My heart raced as I rushed to his bedside.  Yup, he sure didn’t look too good.  He was breathing heavily, and had some kind
of fearful expression on his face.  I
didn’t really know what to do, so I decided to call the resident in charge
(much as I was loathe to do so, since I knew he would humiliate me for bothering
him).

The resident appeared in a froth – “why are you paging
me?  What’s wrong with the patient?  Why do you need me here?  This better be good!”

“Um… Mr. Santos doesn’t look too good.” I said, frightened
to death.

“What do you mean ‘he doesn’t look too good?’  Can you be a little bit more specific” he
said, sarcasm dripping from his tongue.

“Well, I can’t hear his heart and he’s breathing hard.”

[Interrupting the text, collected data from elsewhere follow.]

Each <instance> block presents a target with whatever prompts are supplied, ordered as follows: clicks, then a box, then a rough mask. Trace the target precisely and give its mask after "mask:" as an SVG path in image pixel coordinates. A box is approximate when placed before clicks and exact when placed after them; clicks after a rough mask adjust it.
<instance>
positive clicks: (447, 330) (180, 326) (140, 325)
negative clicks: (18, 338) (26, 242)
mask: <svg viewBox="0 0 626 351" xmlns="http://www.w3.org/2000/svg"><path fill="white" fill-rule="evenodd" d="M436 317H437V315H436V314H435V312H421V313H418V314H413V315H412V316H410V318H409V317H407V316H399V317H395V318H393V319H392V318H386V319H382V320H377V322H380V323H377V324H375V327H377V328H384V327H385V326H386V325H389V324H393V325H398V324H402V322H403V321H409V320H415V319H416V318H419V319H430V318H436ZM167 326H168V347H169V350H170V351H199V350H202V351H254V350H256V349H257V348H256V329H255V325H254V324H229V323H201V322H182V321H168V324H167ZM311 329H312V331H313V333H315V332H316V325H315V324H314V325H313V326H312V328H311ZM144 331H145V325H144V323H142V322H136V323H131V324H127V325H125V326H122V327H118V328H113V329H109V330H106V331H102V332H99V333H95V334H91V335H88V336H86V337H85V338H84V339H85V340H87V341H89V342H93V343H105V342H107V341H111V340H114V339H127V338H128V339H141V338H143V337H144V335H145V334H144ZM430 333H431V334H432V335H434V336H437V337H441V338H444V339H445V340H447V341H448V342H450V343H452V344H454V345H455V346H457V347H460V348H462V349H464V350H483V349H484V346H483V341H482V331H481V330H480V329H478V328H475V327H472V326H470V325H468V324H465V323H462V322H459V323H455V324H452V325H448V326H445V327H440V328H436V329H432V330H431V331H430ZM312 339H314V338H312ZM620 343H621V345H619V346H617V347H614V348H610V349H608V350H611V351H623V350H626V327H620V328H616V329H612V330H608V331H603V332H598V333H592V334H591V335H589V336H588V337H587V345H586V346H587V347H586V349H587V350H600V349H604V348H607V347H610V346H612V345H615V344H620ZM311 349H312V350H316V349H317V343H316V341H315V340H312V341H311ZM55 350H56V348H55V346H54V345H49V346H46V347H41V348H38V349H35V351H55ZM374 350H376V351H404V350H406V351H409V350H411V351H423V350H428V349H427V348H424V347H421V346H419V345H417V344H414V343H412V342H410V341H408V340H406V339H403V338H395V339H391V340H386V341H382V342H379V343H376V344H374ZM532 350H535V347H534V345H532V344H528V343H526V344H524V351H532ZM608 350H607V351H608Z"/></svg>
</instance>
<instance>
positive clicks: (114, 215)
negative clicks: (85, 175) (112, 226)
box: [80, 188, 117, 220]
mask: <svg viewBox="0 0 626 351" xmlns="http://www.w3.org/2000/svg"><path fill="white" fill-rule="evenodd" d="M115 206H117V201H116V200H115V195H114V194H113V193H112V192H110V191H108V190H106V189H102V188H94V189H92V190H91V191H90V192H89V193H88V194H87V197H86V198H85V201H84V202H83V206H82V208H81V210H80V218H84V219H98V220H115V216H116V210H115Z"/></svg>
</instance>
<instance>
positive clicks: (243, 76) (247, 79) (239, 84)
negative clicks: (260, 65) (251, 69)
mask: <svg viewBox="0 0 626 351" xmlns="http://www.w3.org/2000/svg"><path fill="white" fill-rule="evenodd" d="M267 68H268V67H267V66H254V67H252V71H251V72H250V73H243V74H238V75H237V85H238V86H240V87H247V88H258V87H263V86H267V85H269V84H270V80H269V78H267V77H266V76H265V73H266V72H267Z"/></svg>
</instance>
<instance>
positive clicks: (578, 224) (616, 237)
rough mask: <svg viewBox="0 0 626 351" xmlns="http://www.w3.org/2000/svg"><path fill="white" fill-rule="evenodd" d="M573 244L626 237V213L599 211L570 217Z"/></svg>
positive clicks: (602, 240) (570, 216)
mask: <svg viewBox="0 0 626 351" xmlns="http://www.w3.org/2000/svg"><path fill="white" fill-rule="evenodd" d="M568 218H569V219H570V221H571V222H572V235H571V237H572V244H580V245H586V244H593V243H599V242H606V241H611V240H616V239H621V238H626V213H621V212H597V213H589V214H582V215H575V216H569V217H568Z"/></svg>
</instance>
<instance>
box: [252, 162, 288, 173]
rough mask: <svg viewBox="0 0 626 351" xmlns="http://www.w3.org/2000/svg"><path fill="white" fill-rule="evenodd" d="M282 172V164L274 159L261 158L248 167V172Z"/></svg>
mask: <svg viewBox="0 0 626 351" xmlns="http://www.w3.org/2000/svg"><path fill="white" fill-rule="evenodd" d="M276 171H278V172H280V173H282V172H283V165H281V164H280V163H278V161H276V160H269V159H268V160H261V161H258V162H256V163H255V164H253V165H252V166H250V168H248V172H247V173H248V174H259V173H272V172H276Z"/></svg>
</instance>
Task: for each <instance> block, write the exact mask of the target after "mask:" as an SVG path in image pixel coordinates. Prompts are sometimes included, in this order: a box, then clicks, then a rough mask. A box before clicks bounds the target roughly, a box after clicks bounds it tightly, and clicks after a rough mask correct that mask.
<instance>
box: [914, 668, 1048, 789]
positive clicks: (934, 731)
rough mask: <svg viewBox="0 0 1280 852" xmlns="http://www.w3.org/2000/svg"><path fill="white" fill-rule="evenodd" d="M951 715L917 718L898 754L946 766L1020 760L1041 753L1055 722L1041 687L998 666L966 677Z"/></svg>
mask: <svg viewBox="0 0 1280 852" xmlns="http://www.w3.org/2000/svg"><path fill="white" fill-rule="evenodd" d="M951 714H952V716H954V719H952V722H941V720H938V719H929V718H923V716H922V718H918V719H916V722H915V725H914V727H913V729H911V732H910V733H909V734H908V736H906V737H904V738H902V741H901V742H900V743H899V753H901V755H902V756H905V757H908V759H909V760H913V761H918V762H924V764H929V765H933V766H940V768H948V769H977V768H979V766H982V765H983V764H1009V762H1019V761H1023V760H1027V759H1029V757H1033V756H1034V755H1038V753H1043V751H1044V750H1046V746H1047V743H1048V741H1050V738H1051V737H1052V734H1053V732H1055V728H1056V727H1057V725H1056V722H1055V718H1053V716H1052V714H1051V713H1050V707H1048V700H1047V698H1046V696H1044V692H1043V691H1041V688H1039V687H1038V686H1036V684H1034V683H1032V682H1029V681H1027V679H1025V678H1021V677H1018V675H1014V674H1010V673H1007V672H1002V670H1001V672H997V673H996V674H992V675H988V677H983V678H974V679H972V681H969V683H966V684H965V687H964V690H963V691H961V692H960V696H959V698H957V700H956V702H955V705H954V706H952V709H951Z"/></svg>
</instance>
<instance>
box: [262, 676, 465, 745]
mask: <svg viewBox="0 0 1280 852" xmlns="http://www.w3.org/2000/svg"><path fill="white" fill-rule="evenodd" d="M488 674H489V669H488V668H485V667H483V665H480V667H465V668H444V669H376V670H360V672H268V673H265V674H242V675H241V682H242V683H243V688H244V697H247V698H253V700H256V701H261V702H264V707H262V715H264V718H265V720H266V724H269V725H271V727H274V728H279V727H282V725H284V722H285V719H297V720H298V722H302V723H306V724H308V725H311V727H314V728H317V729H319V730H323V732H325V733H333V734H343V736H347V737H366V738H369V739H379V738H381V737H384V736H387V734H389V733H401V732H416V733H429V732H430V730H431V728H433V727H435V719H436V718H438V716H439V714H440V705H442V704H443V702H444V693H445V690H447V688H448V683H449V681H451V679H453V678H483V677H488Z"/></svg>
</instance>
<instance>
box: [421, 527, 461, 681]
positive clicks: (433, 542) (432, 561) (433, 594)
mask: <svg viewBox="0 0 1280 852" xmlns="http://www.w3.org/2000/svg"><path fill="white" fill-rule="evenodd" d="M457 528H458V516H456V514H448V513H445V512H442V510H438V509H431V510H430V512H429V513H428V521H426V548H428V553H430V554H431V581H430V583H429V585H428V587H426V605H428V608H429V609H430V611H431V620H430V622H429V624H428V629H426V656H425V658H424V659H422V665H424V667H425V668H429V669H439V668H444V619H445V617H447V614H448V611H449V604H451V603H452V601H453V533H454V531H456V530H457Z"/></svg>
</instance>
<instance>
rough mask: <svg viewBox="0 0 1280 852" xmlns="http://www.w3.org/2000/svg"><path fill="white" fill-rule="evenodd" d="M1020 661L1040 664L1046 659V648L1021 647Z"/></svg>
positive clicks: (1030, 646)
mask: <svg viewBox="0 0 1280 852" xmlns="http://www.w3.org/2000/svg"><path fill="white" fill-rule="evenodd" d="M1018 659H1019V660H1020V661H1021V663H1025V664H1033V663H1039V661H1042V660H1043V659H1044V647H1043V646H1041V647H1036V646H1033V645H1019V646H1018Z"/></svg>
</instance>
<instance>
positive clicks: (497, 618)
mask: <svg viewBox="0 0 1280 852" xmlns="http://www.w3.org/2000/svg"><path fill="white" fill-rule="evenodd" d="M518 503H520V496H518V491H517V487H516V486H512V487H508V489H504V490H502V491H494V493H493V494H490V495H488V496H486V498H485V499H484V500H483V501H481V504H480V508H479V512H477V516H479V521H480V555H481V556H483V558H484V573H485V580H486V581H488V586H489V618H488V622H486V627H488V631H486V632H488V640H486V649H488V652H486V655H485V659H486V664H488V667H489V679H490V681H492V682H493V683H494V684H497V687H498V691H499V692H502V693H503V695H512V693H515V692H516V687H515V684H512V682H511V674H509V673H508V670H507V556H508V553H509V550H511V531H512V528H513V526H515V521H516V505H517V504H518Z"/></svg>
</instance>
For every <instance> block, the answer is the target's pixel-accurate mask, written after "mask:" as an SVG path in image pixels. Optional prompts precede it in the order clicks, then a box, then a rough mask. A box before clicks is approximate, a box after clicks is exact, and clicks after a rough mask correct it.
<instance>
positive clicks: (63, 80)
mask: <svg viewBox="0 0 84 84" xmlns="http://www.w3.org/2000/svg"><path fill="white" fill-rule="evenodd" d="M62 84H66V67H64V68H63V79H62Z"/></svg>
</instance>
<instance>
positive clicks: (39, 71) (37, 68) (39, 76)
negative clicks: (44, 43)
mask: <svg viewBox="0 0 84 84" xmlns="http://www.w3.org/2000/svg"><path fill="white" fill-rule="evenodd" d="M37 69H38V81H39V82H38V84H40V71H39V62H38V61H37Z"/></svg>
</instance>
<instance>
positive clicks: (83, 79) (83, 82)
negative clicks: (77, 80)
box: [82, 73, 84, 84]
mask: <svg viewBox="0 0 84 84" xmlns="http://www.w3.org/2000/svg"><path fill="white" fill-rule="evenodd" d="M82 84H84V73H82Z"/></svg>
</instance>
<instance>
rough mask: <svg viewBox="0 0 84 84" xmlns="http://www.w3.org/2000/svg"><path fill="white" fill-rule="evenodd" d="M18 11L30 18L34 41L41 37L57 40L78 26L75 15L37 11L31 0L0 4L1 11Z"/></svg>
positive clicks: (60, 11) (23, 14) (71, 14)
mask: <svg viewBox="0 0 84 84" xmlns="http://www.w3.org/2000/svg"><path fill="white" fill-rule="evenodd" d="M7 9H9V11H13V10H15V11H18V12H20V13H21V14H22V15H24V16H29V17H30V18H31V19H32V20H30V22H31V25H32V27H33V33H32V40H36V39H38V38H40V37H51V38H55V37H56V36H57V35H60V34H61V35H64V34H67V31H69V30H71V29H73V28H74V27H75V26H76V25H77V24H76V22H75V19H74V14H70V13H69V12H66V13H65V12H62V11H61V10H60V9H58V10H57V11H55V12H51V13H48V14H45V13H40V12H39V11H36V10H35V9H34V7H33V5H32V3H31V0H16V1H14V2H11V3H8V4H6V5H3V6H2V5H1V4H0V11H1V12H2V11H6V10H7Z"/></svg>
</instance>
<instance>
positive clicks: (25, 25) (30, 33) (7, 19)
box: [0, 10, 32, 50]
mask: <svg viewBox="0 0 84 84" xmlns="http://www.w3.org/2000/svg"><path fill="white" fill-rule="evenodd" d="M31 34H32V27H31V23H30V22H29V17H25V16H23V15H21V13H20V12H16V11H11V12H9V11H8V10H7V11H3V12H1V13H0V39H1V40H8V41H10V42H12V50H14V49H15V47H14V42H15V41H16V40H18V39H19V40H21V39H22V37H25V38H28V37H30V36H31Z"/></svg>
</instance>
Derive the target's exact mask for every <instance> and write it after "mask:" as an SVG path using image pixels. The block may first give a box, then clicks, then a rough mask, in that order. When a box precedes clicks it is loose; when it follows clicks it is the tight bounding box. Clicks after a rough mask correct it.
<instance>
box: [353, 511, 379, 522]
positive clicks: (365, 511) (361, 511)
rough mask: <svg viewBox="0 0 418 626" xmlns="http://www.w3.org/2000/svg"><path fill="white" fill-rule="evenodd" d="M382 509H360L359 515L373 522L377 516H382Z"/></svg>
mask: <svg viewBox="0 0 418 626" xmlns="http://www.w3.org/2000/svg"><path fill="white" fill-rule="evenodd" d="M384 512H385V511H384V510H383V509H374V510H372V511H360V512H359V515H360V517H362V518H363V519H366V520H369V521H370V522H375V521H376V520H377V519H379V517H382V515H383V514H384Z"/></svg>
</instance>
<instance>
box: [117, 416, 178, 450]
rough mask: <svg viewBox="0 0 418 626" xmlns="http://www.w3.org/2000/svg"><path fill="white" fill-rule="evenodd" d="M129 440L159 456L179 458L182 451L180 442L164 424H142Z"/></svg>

“I see,” said the resident, rolling his eyes.  He marched off towards the patient’s room,
certain to make an example of me and this case.

I trotted along behind him, hoping I hadn’t been wrong in
paging him – trying to remember the ACLS
protocol from 2 weeks prior.

The resident drew back the curtain around the man’s bed with
one grand sweep of the arm.  “Mr. Santos,
how are you doing?” he shouted, as if the man were deaf.

The man was staring at the wall, taking in deep, labored
breaths of air.  I saw that the resident
immediately realized that this was serious, and he placed his stethoscope on
the man’s chest.

I approached on the other side of the bed and held his
hand.  “Mr. Santos, I’m back, remember
me?”  He smiled and looked me straight in
the eye.

He replied, “Angel.” (in Spanish)  Then he let out a deep breath and all was
silent.

The resident shook the man, “Mr. Santos?  Mr. Santos?!”
There was no response.

“Should I call a code?” I asked sheepishly.

“Nope, he’s DNR,” said the resident.

I was flabbergasted.

“Yep, you just killed your first patient.  Welcome to intern year.”

As I thought about his cruel accusation, I was comforted by
the fact that at least, as Mr. Santos released his final breath, he thought he
had seen an angel.  Maybe my presence
with him that night did something good… even though I was only a lowly intern.